Monday 3 April 2017

HUBUNGAN AL-HADITS TERHADAP AL-QUR’AN
Al-Qur’an dan Al-Hadits merupakan pedoman hidup yang tak bisa dipisahkan antara satu dengan lainnya. Disamping itu keduanya juga merupakan sumber hukum dalam Islam. Al-Qur’an sebagai hokum yang pertama dan utama banyak memuat ajaran yang bersifat umum dan global. Oleh karena itu Hadits yang menjadi sumber hukum Islam yang kedua menjadi penjelas (Bayan) terhadap isi kandungan Al-Qur’an yang masih bersifat umum tersebut. Hal ini dijelaskan oleh Allah SWT dalam Al-Qur’an,

Surah Annahl ayat 44 yaitu :

بالبيــنت والـزبر. وانزلـــنا اليـك الـذ كر لتبــين للنـاس ما نـزل اليـهم ولعـلهم يتفـــكرون ( النحل : )

Artinya :
Keterangan-keterangan (mu’jizat) dan kitab-kitab dan kami turunkan kepada mu Al-Qur’an, agar kamu menerangkan pada ummat manusia apa yang telah diturunkan kepada mereka dan supaya mereka memikirkan.

Allah SWT menurunkan Al-Qur’an kepada manusia untuk difahami dan diamalkan, karena itu agar maksud tersebut terwujud, maka Allah SWT memerintahkan kepada Rasullah Muhammad SAW untuk menjelaskannya melalui hadits Beliau.

Hadits sebagai penjelas atau bayan Al-Qur’an itu memiliki bermacam-macam fungsi. Imam Malik bin Anas menyebutkan lima macam fungsi, yaitu sebagai bayan at-taqrir, bayan at-tafsir, bayan at-tafsil, bayan at-bast, bayan at-tasyri’. Sementara itu, Imam syafi’I menyebutkan lima fungsi, yaitu bayan at-tafsil, bayan at-takhsis, bayan at-ta’yin, bayan at-tasyri’, dan bayan an-nasakh.
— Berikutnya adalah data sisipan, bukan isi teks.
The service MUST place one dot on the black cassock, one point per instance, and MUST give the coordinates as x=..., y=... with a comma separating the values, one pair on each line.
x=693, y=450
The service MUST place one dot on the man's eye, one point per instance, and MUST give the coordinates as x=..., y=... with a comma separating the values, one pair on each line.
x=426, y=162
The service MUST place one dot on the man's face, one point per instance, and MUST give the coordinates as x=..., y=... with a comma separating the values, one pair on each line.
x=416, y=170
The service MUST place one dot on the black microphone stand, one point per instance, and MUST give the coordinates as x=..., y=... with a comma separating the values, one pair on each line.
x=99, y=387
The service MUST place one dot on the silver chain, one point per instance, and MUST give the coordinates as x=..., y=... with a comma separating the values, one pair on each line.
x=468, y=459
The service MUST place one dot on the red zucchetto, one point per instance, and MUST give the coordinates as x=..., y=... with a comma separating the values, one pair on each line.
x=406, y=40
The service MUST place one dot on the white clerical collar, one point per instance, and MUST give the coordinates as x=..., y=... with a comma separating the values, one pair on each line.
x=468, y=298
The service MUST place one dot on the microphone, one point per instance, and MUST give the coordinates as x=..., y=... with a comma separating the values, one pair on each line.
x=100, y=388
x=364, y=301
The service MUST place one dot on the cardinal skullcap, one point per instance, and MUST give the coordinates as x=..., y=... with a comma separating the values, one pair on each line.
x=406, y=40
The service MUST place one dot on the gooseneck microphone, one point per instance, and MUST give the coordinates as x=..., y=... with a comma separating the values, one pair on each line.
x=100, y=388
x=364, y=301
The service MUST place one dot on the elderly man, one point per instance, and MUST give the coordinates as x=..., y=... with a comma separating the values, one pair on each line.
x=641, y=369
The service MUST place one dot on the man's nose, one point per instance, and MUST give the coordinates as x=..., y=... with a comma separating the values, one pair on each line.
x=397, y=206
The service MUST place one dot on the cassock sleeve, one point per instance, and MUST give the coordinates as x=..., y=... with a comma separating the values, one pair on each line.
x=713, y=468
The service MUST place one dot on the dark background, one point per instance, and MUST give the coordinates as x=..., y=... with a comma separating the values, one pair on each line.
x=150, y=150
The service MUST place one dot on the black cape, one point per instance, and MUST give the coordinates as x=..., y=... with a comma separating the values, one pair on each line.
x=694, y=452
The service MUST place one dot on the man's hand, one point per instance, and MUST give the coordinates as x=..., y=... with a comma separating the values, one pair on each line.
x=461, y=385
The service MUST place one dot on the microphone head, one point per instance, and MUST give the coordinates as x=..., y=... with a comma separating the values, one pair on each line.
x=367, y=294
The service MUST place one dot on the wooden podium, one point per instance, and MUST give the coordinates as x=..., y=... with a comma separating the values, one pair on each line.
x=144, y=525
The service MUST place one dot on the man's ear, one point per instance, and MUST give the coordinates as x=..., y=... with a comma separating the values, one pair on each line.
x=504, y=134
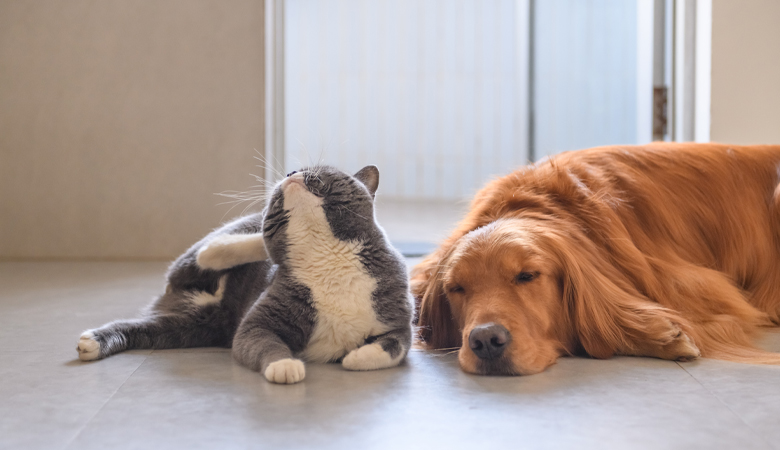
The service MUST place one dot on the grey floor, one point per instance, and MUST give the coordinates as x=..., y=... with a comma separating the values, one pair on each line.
x=200, y=398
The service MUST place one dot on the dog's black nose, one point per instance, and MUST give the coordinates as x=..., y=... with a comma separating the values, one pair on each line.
x=489, y=340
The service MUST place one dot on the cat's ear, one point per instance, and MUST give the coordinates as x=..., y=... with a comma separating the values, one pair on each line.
x=369, y=176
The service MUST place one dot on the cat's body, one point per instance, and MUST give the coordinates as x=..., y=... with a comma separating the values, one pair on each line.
x=333, y=290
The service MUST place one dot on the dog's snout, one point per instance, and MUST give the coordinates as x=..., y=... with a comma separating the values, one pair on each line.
x=489, y=340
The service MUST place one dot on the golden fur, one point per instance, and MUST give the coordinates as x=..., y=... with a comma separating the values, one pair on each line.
x=665, y=250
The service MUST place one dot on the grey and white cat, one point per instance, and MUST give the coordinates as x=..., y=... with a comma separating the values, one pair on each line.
x=334, y=289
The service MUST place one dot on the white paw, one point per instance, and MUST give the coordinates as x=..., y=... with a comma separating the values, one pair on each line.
x=285, y=371
x=88, y=347
x=368, y=357
x=215, y=255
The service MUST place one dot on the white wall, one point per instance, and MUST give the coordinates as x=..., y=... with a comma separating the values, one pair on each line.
x=745, y=71
x=120, y=120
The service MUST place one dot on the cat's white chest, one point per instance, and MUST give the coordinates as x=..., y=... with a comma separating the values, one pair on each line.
x=340, y=286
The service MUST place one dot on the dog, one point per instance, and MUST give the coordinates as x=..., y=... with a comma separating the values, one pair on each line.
x=666, y=250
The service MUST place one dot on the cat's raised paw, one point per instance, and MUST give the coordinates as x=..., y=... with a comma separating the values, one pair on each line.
x=88, y=347
x=285, y=371
x=368, y=357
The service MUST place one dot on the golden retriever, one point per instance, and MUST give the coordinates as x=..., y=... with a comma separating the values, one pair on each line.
x=665, y=250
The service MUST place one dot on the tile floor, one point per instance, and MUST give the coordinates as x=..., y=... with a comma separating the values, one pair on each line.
x=200, y=398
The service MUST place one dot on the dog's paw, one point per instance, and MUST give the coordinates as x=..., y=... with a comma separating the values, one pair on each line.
x=88, y=347
x=285, y=371
x=368, y=357
x=682, y=348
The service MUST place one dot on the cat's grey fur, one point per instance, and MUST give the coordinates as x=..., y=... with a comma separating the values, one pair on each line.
x=334, y=289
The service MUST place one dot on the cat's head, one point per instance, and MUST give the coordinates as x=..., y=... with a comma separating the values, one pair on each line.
x=322, y=196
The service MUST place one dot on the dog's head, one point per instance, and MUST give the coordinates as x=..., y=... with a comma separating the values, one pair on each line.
x=517, y=293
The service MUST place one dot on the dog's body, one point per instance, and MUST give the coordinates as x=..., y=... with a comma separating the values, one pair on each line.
x=666, y=250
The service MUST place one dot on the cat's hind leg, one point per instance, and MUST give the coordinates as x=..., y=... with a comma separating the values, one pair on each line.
x=175, y=330
x=380, y=352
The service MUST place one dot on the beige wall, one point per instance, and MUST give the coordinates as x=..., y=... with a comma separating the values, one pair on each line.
x=120, y=119
x=746, y=71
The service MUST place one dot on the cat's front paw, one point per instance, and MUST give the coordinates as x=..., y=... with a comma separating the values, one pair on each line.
x=368, y=357
x=285, y=371
x=88, y=347
x=216, y=255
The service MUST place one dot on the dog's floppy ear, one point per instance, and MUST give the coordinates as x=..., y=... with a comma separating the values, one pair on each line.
x=606, y=312
x=437, y=327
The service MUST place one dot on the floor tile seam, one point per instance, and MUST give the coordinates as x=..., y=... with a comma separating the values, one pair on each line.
x=717, y=397
x=86, y=424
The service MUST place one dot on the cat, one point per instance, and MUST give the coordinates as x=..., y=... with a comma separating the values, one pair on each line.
x=313, y=277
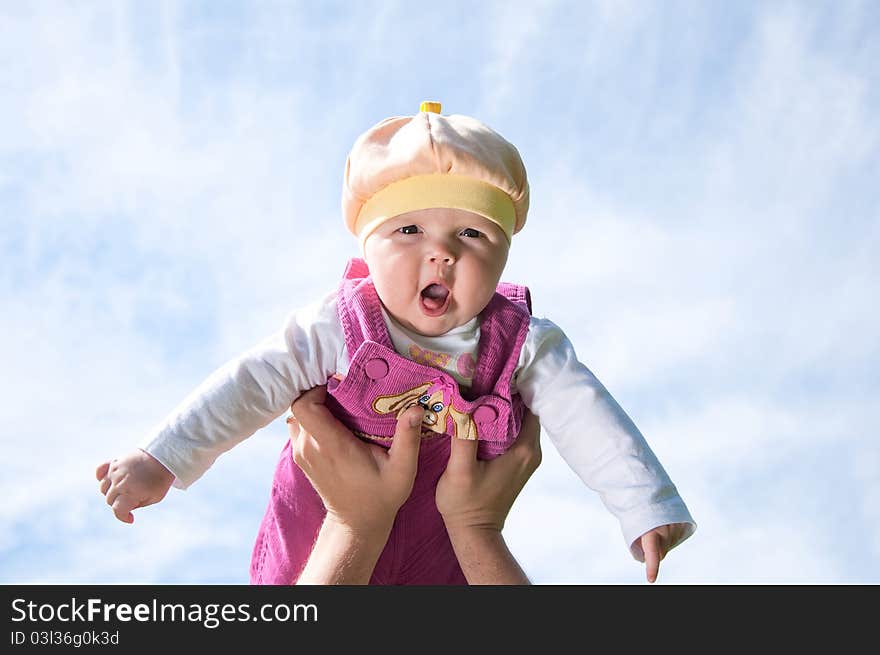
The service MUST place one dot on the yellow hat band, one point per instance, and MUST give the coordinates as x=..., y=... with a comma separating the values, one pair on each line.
x=437, y=190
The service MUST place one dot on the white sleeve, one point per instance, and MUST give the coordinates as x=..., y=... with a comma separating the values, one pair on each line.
x=596, y=437
x=249, y=392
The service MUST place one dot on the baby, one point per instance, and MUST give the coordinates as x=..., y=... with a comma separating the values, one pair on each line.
x=422, y=319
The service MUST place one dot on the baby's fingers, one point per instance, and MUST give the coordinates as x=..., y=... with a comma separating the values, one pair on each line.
x=122, y=506
x=102, y=470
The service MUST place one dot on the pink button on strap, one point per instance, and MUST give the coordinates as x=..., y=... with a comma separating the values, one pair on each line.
x=376, y=369
x=485, y=414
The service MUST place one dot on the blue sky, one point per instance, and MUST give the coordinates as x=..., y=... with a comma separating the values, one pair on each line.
x=704, y=225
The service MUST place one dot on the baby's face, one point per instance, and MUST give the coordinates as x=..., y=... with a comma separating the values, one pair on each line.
x=435, y=269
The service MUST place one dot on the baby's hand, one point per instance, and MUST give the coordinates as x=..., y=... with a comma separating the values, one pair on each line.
x=134, y=480
x=656, y=543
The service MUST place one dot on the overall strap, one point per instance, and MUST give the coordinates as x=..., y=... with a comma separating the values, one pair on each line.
x=359, y=308
x=504, y=324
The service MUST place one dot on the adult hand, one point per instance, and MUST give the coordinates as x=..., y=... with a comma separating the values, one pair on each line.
x=474, y=498
x=362, y=484
x=473, y=493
Jika dirinci maka secara umum peranan (fungsi) Al-Hadits terhadap Al-Qur’an diantaranya adalah sebagai berikut :
Al-Hadits memperkuat (memperkokoh) isi kandungan Al-Qur’an.

Contoh :
Allah SWT berfirman dalam Surah Al-Baqarah ayat 185

شهر رمضــان الذى أنـزل فيه الـقران هدى للنـاس وبينت من الـهدى والفرقــان فمن شــهد منـكم الشـهر فليصـمه ومن كان مريـضا أو على سفـر فعــدة من أيام اخـر, يريـد الله بكم اليـسر ولا يريد بـكم العسـر ولتكمـلواالعـدة ولتكـبر الله على ما هــداكم ولعـلكم تشـكرون (البقرة : )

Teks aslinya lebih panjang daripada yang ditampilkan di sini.